Seems like Amazon may end up adding fuel to the "fragmentation" arguments against Android, by seriously splintering the app libraries.
The Fire - according to an article I read earlier - is a loss leader to the tune of $10 per unit for Amazon. This puts - for $10 - a device into the hands of probably millions of buyers who will tend to purchase audio and video products from Amazon - like the books on the Kindles. I for one have not purchased anything beyond a book on my Kindle. But I have purchased about 40 books that I never would have without the device -- and it has become a preferred method of shopping to boot.
With the Fire, my buying opportunities are vastly enlarged (the magazines alone would attract my attention on the color format). Also this price point for me is inexpensive and I can return it if I hate it or find it irrelevant -- or give it away if an when Amazon upgrades to their next tablet. The $500 plus price point on the iPad is a bigger commitment and I would feel pretty crummy if it should disappoint.
I've been tempted by the Kindle for awhile now - my family reads a lot, and those who have a Kindle absolutely swear by them. I've held off.
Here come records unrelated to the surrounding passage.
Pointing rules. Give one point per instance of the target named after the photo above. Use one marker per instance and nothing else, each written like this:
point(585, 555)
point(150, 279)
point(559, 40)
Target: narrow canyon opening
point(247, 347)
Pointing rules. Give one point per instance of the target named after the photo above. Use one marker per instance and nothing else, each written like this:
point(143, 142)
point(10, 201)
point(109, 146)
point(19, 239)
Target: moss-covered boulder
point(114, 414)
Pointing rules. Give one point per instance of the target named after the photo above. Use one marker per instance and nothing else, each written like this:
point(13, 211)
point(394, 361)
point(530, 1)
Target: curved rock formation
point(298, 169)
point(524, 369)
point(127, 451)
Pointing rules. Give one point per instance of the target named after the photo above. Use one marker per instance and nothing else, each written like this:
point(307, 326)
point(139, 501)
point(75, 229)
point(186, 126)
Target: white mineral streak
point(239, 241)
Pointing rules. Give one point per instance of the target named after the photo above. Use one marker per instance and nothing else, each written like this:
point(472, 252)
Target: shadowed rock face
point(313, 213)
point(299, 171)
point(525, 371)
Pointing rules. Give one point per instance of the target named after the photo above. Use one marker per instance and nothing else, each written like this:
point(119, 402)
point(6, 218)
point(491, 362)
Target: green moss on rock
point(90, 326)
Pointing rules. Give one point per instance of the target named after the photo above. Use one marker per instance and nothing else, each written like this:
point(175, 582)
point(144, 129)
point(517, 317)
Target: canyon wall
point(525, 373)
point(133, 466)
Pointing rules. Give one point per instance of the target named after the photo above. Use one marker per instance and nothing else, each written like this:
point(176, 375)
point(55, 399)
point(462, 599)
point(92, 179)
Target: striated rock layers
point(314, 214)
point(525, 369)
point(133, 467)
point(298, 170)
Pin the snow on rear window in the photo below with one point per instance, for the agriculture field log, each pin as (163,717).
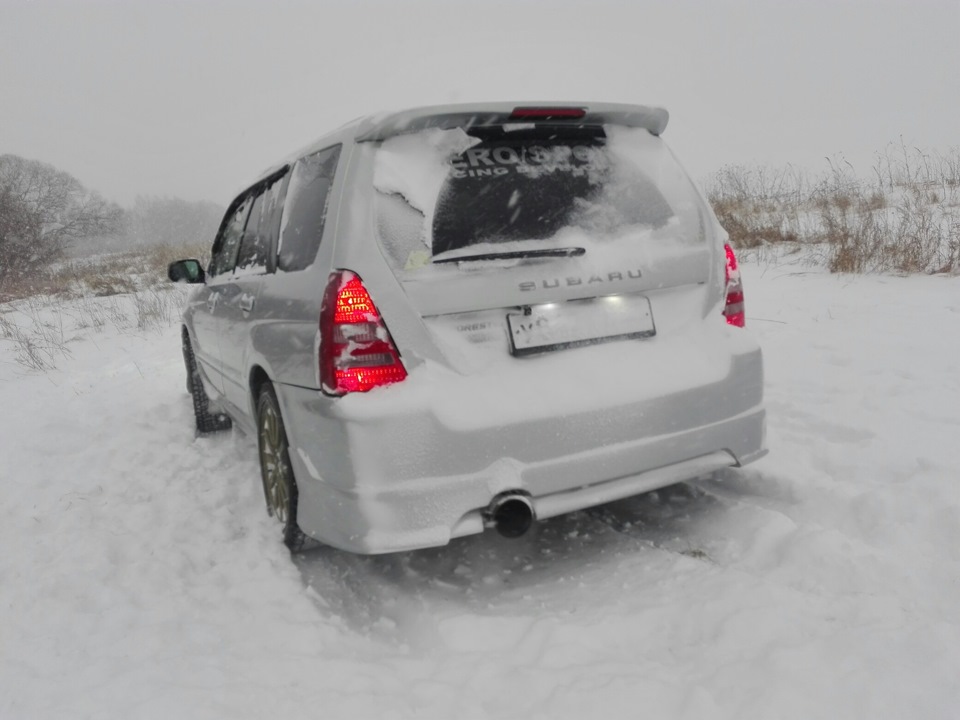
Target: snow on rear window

Now the Fire, with its color screen and at a price not out of reach for a retired guy who's watching the thieves in congress once again target Social Security while demonizing old people who put part of their pay into the fund all their lives... even with all that, Fire's price is hard to resist. I need to see more about the hardware and its capabilities, though, before I buy. For me, $200 risks more than just disappointment with a new toy.
I don't see not having access to the Android Market being a problem. The Amazon app store pretty much has everything you would want and helps filter out a lot of the garage that is on the Android Market. I have mine on pre-order, but I am still planning on keeping my current kindle (3rd Gen).